For this analysis, you choose to use the 3parameters settings and choose Type II for the virtual age models because you assume that the repairs can fix all of the wearout and damage accumulated up to the last failure that occurred. (For example, the 3rd repair removes both the damage that occurred during the time between the 2nd and 3rd failures and the cumulative damage accumulated during the time from the first failure to the 3rd failure.)
When using the default simulation settings, the parameters of the model are estimated to be Beta = 1.287, Lambda = 0.00247 and q = 0.75, as shown below.
As shown next, you use the QCP to calculate the cumulative MTBF and the cumulative number of failures expected to occur over 2,000 days. The results are 67.67 days and 29.556 failures.

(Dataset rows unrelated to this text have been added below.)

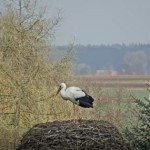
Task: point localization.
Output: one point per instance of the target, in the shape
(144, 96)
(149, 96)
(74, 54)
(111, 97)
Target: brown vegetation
(89, 135)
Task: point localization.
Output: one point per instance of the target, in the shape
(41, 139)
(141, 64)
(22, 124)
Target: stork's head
(61, 86)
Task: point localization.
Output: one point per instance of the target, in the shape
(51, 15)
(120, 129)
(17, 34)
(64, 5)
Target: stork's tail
(86, 101)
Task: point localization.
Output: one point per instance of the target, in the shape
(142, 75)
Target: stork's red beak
(58, 90)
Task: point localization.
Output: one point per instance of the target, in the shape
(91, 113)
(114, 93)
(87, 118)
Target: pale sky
(102, 21)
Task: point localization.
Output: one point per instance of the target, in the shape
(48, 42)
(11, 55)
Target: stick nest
(65, 135)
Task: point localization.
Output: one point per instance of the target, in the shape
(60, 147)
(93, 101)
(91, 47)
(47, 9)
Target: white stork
(76, 96)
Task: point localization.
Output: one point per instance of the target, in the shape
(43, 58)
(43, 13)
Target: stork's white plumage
(76, 96)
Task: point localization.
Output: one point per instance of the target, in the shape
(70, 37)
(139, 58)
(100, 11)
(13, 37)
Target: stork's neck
(64, 93)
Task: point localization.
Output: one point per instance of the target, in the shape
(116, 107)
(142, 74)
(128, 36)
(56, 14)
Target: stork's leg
(78, 113)
(74, 113)
(75, 120)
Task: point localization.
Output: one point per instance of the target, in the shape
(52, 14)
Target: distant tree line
(125, 59)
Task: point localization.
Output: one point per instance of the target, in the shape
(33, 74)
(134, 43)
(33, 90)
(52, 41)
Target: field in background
(112, 94)
(125, 81)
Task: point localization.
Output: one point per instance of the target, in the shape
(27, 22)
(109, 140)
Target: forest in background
(133, 59)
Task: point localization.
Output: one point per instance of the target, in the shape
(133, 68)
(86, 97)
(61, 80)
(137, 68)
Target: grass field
(113, 101)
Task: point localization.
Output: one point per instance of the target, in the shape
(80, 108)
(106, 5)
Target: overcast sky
(102, 21)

Next you publish the analysis results as a Synthesis model resource so that you can use it in BlockSim to run the simulation for the rotary screen data.
In a BlockSim simulation diagram, you create a single block that represents the rotary screen.

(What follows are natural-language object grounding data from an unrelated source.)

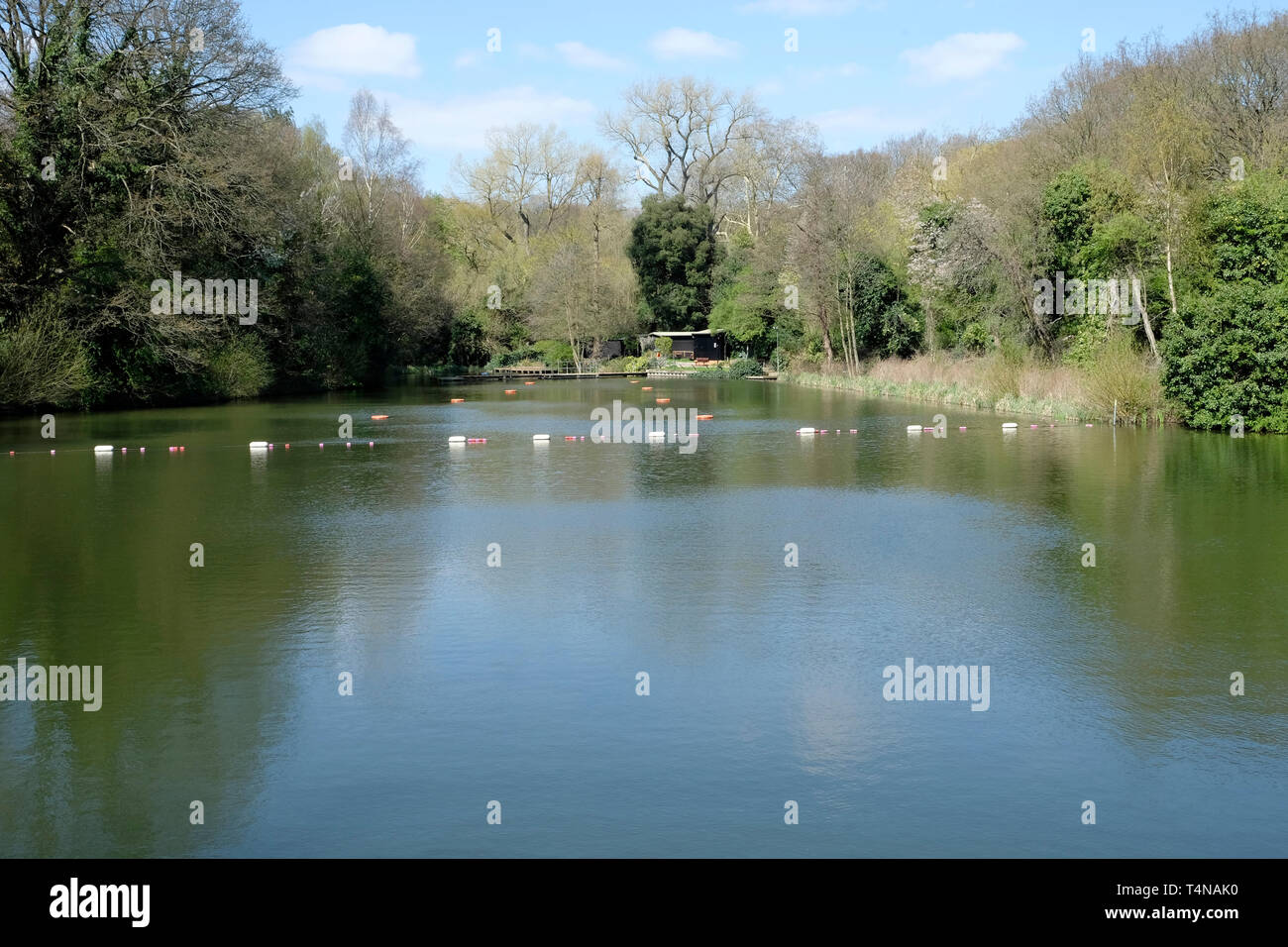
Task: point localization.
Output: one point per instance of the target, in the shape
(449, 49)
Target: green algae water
(518, 682)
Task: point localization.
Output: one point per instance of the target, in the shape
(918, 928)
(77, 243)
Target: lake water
(518, 684)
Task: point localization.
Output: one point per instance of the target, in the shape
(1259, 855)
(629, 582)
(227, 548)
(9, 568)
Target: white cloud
(828, 72)
(678, 43)
(355, 50)
(584, 56)
(849, 127)
(961, 55)
(462, 123)
(531, 51)
(810, 8)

As shown next, in the block URD, you select the failure distribution model as the published model, Rotary_Screen_RDA, and add a corrective task to model the restoration factor that you calculated in the Weibull++ Parametric RDA folio. In the corrective task, you choose to use a partial restoration amount of 25%, because the action effectiveness factor (q) was estimated as 0.75 (75%) in the Weibull++ Parametric RDA folio. You also select the All accumulated damage option because you used the Type II GRP in the Parametric RDA calculations.
For the simulation, you choose a simulation time of 2,000 days and set the number of simulations to 10,000. You then obtain the results shown in the following table.
As you can see, the expected number of failures and the MTBF are estimated as 29.483 failures and 1628.079 hours (67.837 days). The results obtained in BlockSim using restoration factors are very close to the ones obtained in the Weibull++ Parametric RDA folio (29.556 failures and 67.67 days).
Conclusion
In this article, we presented the theory and mathematical formulations behind restoration factors in repairable systems analysis with a basic example. The example illustrated two different methods to perform the analysis: parametric RDA and BlockSim simulation using restoration factors. Estimating restoration factors in a Weibull++ Parametric RDA folio and applying them in a BlockSim simulation diagram with the published failure model is a useful approach for integrating the component, subsystem or the system analyzed into a more complex system.
References
[1] http://www.ReliaSoft.com/newsletter/v7i1/avoiding_mistake.htm
[2] http://www.weibull.com/hotwire/issue77/relbasics77.htm
[3] http://reliawiki.org/index.php/Recurrent_Event_Data_Analysis
[4] http://www.ReliaWiki.org/index.php/Imperfect_Repairs
[5] Mettas, Adamantios and Zhao, Wenbiao, "Modeling and Analysis of Repairable Systems with General Repair," presented at the 2005 RAMS event in Alexandria, Virginia, 2005.